Under the Agreement, the development and commercialization of somavaratan products in Japan will be overseen by a joint steering committee composed of representatives of Teijin and the Company. Versartis will be responsible for completing (at the Company’s expense) all ongoing clinical studies, including the current pediatric Growth Hormone Deficiency (GHD) Phase 2/3 trial, and its related long-term safety study, and the Company will also be responsible for a portion of the costs associated with any additional trials, if they are required by the Japanese authorities for approval of the Marketing Authorization Application, or MAA, in Japan in the pediatric indication, up to a cap on our share of such costs of $5.0 million. Following the MAA submission in Japan, Teijin will be responsible for conducting any additional Japanese studies for the pediatric or any other indications, at its own expense.

The Company is required, under the Agreement, to supply Teijin with its clinical and commercial requirements for product for Japan. In exchange for delivering finished product for commercial use, the Company will receive a combination of a running royalty and transfer pricing based upon net sales of the product in Japan, in a percentage ranging from the high-20s to mid-30s.

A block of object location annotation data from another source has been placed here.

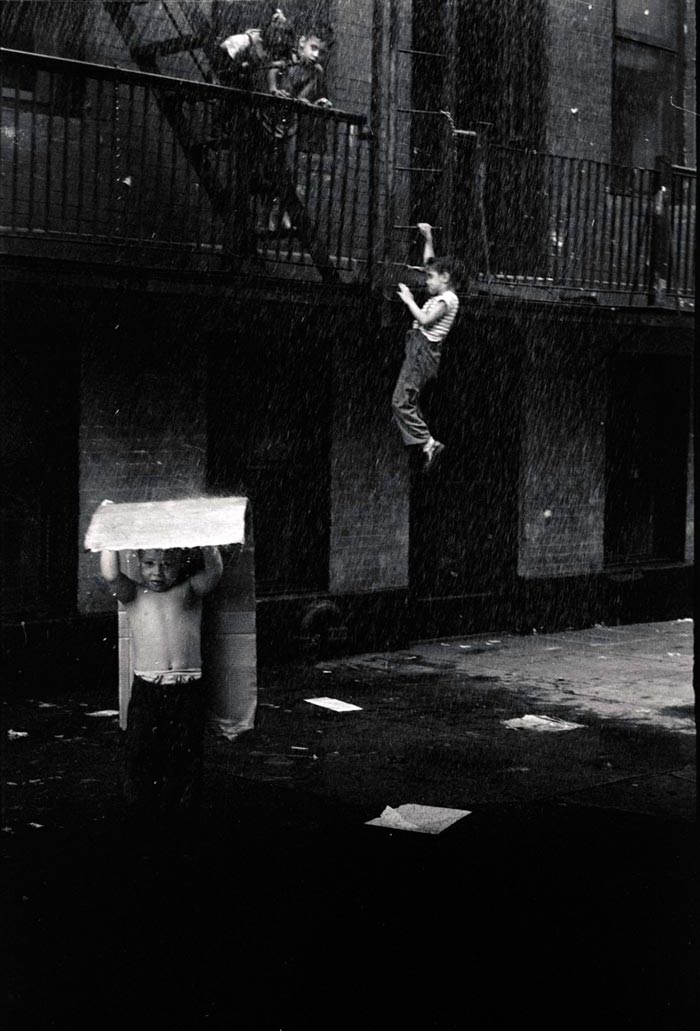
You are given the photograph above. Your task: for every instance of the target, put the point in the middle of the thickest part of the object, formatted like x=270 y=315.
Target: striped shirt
x=437 y=332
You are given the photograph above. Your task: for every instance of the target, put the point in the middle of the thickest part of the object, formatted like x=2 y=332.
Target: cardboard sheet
x=335 y=704
x=187 y=523
x=420 y=819
x=540 y=723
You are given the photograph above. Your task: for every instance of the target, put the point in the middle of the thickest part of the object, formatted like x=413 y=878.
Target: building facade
x=199 y=296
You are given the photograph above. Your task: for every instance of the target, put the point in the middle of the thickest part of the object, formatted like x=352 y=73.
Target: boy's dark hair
x=444 y=263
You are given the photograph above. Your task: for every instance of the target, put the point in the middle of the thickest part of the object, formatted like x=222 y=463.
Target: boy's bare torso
x=165 y=628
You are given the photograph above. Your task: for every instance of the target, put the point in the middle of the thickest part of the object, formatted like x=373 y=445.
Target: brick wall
x=690 y=95
x=369 y=471
x=690 y=503
x=143 y=418
x=580 y=82
x=563 y=454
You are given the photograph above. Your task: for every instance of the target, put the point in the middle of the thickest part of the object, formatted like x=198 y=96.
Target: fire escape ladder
x=200 y=154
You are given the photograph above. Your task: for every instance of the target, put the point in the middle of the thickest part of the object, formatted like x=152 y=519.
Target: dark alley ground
x=567 y=894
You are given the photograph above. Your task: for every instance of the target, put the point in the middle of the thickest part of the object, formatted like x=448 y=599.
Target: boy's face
x=160 y=568
x=309 y=50
x=436 y=283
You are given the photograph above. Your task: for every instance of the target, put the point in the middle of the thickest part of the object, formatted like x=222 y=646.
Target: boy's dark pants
x=164 y=746
x=420 y=366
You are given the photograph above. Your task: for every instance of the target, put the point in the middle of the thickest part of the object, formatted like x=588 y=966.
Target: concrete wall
x=690 y=78
x=563 y=454
x=369 y=471
x=690 y=504
x=143 y=418
x=580 y=78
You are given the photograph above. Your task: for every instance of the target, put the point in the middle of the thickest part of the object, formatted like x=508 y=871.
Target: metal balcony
x=138 y=169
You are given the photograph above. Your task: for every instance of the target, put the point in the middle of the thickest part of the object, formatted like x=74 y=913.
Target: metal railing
x=158 y=170
x=544 y=220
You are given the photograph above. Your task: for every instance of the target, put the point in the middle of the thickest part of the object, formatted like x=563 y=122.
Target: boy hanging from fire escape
x=424 y=345
x=268 y=59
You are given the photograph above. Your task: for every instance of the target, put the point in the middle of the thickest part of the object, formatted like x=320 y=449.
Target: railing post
x=660 y=240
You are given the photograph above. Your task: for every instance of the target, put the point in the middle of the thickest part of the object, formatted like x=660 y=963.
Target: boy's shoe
x=432 y=452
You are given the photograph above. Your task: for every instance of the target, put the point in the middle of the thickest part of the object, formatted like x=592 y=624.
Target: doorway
x=464 y=513
x=646 y=458
x=269 y=438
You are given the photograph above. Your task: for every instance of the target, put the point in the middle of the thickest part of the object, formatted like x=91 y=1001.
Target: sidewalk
x=568 y=891
x=432 y=723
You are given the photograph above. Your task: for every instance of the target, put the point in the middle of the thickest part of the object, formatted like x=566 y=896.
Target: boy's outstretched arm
x=206 y=579
x=426 y=231
x=418 y=313
x=124 y=589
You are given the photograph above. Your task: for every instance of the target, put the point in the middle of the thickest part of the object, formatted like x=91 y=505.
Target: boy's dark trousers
x=420 y=366
x=164 y=747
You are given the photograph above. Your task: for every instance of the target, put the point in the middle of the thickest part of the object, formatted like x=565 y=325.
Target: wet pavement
x=569 y=890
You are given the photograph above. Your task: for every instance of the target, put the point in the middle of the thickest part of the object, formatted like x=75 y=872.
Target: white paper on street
x=335 y=704
x=540 y=723
x=420 y=819
x=186 y=523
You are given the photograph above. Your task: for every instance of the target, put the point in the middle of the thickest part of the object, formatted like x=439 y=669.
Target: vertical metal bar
x=173 y=206
x=641 y=223
x=15 y=160
x=374 y=208
x=161 y=103
x=629 y=195
x=66 y=147
x=585 y=278
x=557 y=164
x=142 y=151
x=602 y=239
x=614 y=170
x=80 y=161
x=572 y=228
x=579 y=247
x=691 y=233
x=217 y=215
x=32 y=162
x=228 y=213
x=331 y=186
x=187 y=187
x=307 y=186
x=282 y=142
x=136 y=180
x=676 y=229
x=322 y=171
x=343 y=192
x=354 y=209
x=114 y=168
x=205 y=133
x=390 y=191
x=49 y=144
x=294 y=173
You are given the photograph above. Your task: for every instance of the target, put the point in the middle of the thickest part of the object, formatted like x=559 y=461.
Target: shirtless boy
x=165 y=719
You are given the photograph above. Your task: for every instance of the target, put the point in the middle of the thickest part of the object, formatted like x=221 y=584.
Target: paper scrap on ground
x=540 y=723
x=420 y=819
x=335 y=704
x=187 y=523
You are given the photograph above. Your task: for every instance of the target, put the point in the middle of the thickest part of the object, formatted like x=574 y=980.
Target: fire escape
x=194 y=34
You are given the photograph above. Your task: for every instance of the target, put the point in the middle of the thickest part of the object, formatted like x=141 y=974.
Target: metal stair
x=194 y=34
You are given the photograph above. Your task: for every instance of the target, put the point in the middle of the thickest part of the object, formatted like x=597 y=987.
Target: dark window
x=646 y=455
x=647 y=67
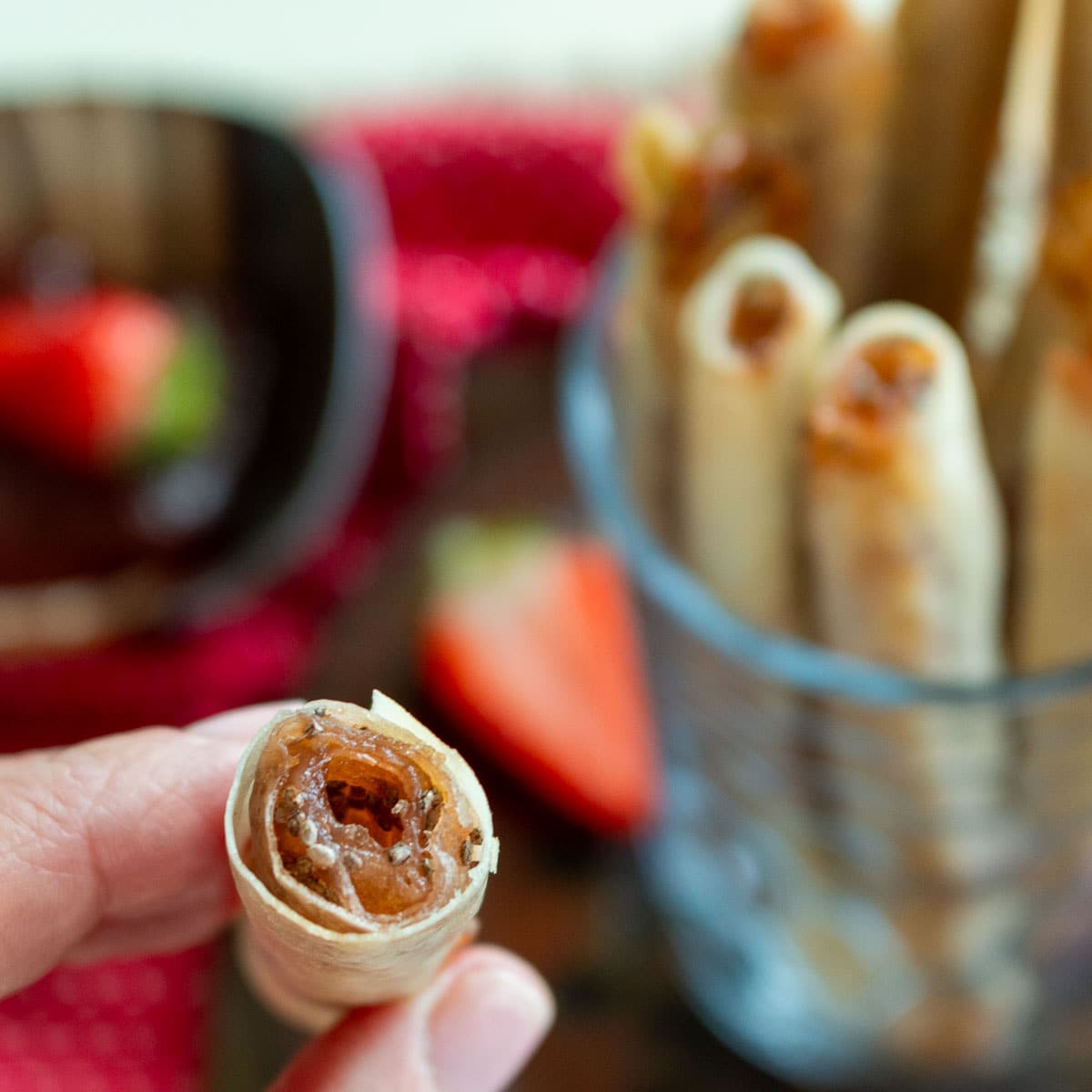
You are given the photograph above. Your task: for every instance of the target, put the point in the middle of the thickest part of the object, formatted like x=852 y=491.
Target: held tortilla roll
x=751 y=330
x=951 y=61
x=360 y=846
x=808 y=76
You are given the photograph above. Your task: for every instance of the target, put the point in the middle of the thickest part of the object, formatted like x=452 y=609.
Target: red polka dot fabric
x=498 y=212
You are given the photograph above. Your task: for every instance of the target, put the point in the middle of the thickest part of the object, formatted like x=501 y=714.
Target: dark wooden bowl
x=199 y=206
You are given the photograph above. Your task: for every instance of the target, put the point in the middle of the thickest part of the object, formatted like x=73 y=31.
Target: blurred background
x=332 y=310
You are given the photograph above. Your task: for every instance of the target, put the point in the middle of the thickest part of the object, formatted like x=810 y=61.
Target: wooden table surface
x=571 y=905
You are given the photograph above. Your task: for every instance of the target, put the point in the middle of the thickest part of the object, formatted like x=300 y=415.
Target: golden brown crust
x=763 y=311
x=781 y=33
x=349 y=817
x=1067 y=247
x=875 y=389
x=734 y=187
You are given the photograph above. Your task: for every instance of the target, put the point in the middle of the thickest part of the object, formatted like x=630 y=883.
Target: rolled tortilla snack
x=652 y=154
x=730 y=187
x=808 y=76
x=751 y=332
x=951 y=63
x=1057 y=311
x=360 y=845
x=906 y=550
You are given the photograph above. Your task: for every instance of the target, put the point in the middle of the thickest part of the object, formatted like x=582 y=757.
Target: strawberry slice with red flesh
x=81 y=377
x=530 y=643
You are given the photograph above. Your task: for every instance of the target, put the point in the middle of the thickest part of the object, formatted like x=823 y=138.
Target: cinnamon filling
x=877 y=386
x=780 y=32
x=1067 y=248
x=763 y=310
x=732 y=189
x=359 y=819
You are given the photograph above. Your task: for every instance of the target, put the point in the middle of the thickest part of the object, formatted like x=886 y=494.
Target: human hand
x=115 y=849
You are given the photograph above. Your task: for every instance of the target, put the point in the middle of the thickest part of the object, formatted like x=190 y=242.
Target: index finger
x=115 y=846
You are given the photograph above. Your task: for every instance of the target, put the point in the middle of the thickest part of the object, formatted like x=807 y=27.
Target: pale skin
x=115 y=847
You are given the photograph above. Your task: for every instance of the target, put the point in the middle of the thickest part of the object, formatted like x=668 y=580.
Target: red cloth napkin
x=498 y=213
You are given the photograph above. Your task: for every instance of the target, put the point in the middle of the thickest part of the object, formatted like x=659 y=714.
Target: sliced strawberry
x=97 y=379
x=530 y=642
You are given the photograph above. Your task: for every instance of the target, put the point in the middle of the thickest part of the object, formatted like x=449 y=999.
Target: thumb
x=470 y=1030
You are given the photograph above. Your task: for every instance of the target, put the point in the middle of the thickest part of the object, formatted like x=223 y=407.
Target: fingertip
x=472 y=1030
x=490 y=1019
x=241 y=724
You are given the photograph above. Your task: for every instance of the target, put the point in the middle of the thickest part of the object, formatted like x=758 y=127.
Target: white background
x=298 y=55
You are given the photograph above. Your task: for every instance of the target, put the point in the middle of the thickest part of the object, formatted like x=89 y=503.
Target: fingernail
x=485 y=1026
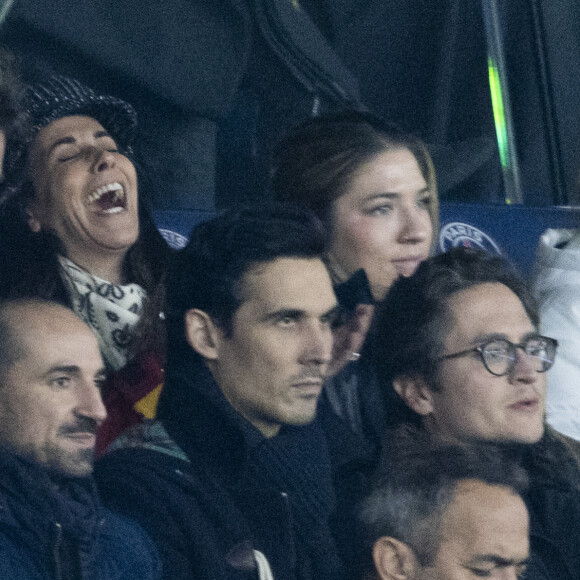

The Agreement continues until the earlier of (i) twelve years after the first commercial sale of a licensed product in Japan, or (ii) the expiration of certain Versartis patents, unless terminated earlier by mutual agreement of the parties. The initial term of the Agreement is subject to automatic extension for three three-year terms, unless otherwise mutually agreed. The Agreement may be earlier terminated by either party for the other party’s uncured material breach or insolvency. In addition, Teijin may terminate the Agreement without cause upon six months’ advance notice prior to the sale of a licensed product, and upon twelve months’ notice thereafter.

 

The Company has recorded the $40 million upfront payment received from Teijin as a component of other current liabilities under the caption “Upfront payment from collaboration partner.” The Company concluded that the evidence of arrangement criteria pursuant to SEC Staff Accounting Bulletin No. 104 Revenue Recognition and applicable authoritative guidance has not been met as of June 30, 2017. The Company's analysis of the revenue recognition criteria will be completed upon the establishment and completion of the terms of a Commercial Supply Agreement with Teijin governing the supply of finished product to Teijin, as contemplated in the Agreement.